I am inclined to believe that the woodcock are already paired when they come on to the northward; if not, they do so without the slightest delay, for they unquestionably begin to lay within a week or two after their arrival, sometimes even before the snow has melted from the upland. Sometimes they have been known to lay so early as February, but March and the beginning of April are their more general season. Their nest is very inartificially made of dry leaves and stalks of grass. The female lays from four to five eggs, about an inch and a half long, by an inch in diameter, of a dull clay color, marked with a few blotches of dark brown interspersed with splashes of faint purple. It is a little doubtful whether the woodcock does or does not rear a second brood of young, unless the first hatching is destroyed, as is very frequently the case, by spring floods, which are very fatal to them. In this case, they do unquestionably breed a second time, for I have myself found the young birds, skulking about like young mice in the long grass, unable to fly, and covered with short blackish down, the most uncouth and comical-looking little wretches imaginable, during early July shooting; but it is on the whole my opinion that, at least on early seasons, they generally raise two broods; and this, among others, is one cause of my very strong desire to see summer woodcock shooting entirely abolished.
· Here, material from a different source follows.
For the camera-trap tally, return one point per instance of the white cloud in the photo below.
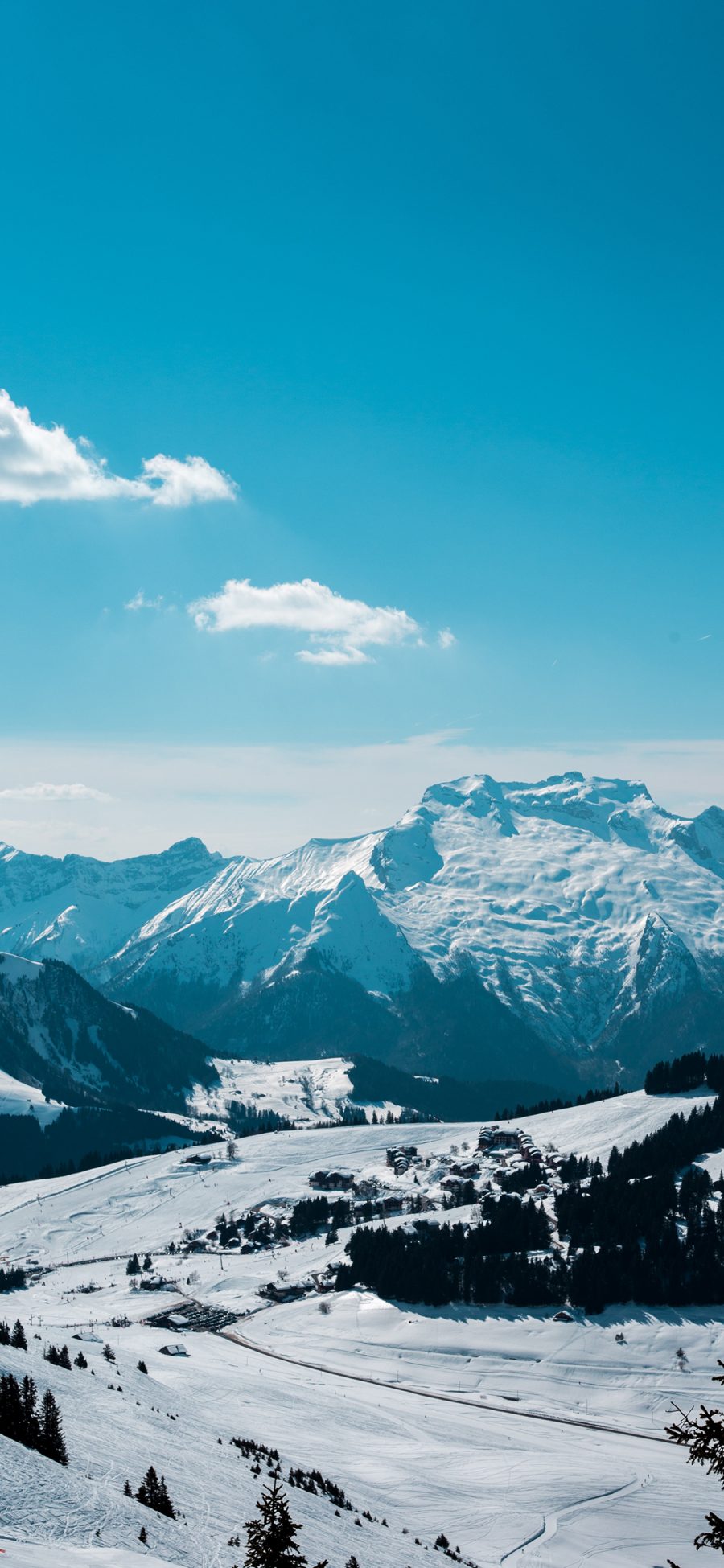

Unless this is done, I am convinced beyond doubt, that before twenty years have elapsed the woodcock will be as rare an animal as a wolf between the great lakes and the Atlantic sea-board, so ruthlessly are they persecuted and hunted down by pot-hunters and poachers, for the benefit of restaurateurs and of the lazy, greedy cockneys who support them. There is, however, I fear little hope of any legislative enactment toward this highly desirable end; for too many even of those who call themselves, and who ought to be, true sportsmen, are selfish and obstinate on this point, and the name of the pot-hunters is veritably legion. Moreover, it is to be doubted whether, even if such a statute were added to our game-laws, it could be enforced; so vehemently opposed do all the rural classes, who ought to be the best friends of the game, show themselves on all occasions to any attempt toward preserving them, partly from a mistaken idea that game-laws are of feudal origin and of aristocratic tendency; and so averse are they to enforce the penalties of the law on offenders, from a servile apprehension of giving offense to their neighbors.